Changes in population density
Colombo is a small city of 550,000 according to the 2012 Census. It lost population since the previous count. CDRs were analyzed to measure diurnal changes in population density and gain insights into who commutes into the city and from where.
Using interpolation techniques to compensate for the fact that CDRs are only generated when owners send/receive a call/text, the location of a phone can be plotted on an hourly basis. The population “hot spots” identified using MNBD have been correlated with the findings of a conventional transport survey that cost USD 300-400,000.
The analyses suggested that certain areas, such as the southern and central parts of the city of Colombo and a few other locations such as industrial zones outside the city serve as sinks, attracting large numbers of people from surrounding suburban sources. The northern part of the city, where the poor are concentrated, also functions as a source, showing lower density at midday on weekdays relative to midnight. Many additional insights on where people come from, where they congregate and when, etc. have been generated.
Insights on land use
The diurnal loading patterns of BTS, can provide valuable insights on land use. BTS in the Colombo District (population 2.34 million; includes most of the Colombo metropolitan area and the City) have been classified into distinct categories by the application of unsupervised machine learning techniques to diurnal loading data.
The two polar cases are shown as Figure 1. The left-hand profile, where the peak use occurs around midday and the weekday differs from the weekend loading pattern is from a commercial area. The right-hand profile is that from a BTS in a residential area. Here, the peak occurs at around 7 PM and there is no significant difference between weekday and weekend.
Principal Component Analysis was used to identify the patterns in each BTS’s loading pattern. Using an unsupervised machine learning technique, the 15 principal components of each BTS were used to classify the BTS into three categories reflecting different types of land use: predominately commercial, predominantly residential, and mixed. It is possible to further disaggregate the intermediate locales to show which way they “lean,” i.e., “leaning commercial” or “leaning residential.”
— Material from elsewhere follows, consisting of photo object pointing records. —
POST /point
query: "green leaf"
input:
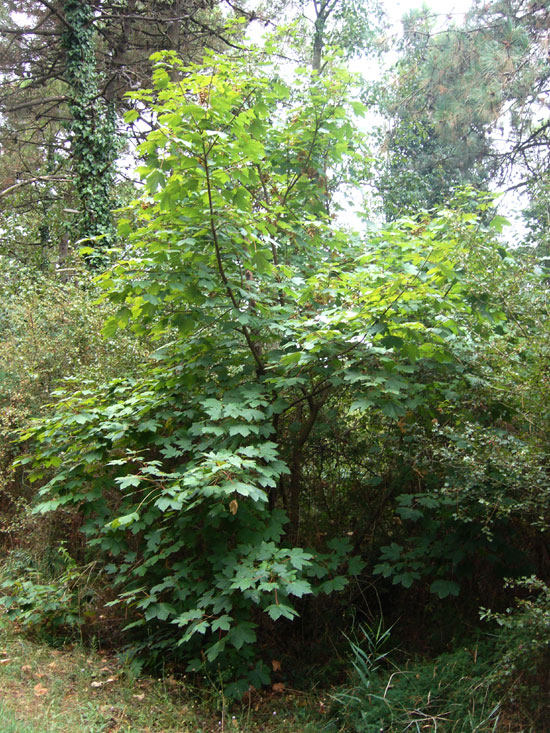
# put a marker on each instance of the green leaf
(444, 588)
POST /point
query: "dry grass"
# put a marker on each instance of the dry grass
(71, 690)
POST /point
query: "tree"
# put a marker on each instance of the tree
(65, 72)
(467, 104)
(269, 319)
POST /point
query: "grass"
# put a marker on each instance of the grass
(73, 690)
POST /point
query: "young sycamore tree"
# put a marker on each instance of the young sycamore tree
(266, 312)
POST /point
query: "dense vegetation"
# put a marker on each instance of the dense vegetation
(251, 436)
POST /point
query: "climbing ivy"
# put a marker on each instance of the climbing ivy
(94, 138)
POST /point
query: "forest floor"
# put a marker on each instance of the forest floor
(75, 690)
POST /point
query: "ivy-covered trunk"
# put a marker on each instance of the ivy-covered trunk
(94, 140)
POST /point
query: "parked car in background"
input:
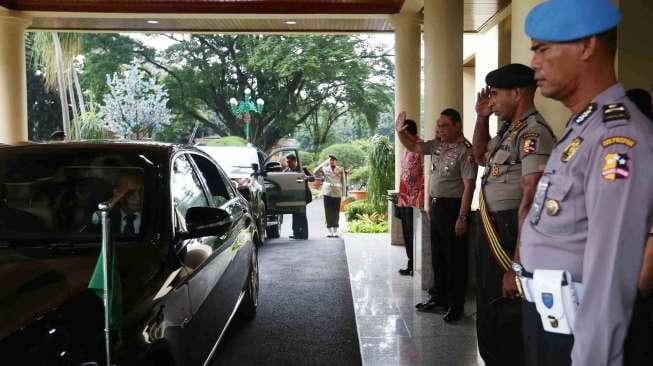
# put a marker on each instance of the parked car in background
(261, 179)
(184, 244)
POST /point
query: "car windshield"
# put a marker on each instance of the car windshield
(55, 195)
(237, 160)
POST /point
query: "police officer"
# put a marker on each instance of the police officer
(451, 187)
(592, 208)
(514, 160)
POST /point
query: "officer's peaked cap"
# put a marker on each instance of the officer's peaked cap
(511, 76)
(570, 20)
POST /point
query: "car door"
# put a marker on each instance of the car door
(204, 261)
(285, 191)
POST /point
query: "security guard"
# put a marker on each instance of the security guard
(593, 206)
(451, 187)
(514, 160)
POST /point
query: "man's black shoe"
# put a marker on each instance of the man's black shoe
(453, 315)
(434, 304)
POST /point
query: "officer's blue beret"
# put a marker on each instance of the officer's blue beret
(569, 20)
(511, 76)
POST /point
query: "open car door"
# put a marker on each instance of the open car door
(285, 192)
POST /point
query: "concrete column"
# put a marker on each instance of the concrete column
(13, 83)
(520, 52)
(443, 74)
(634, 58)
(407, 89)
The analysis costs very little and can be done at frequent intervals, unlike the industry surveys that are conducted by the National Statistical Organization (NSO) every three or four years.
How to be really smart
Smart cities are not a synonym for special economic zones, where defined geographical areas are provided with high-quality infrastructure services as was done in the Bentota tourist zone and in the Katunayake EPZ.
Infrastructure investments are needed, of course, but the city becomes smart only when its functioning improves because of enhanced feedback made possible by big data analytics and appropriate responses.
It is always possible to invite the IBMs and Ciscos to transplant hardware-intensive solutions from Marseilles or Stockholm. But the really smart approach would be to build on the low-cost, context-sensitive approach centered on MNBD that has already been demonstrated in Sri Lanka and which is drawing increasing attention outside the country as well.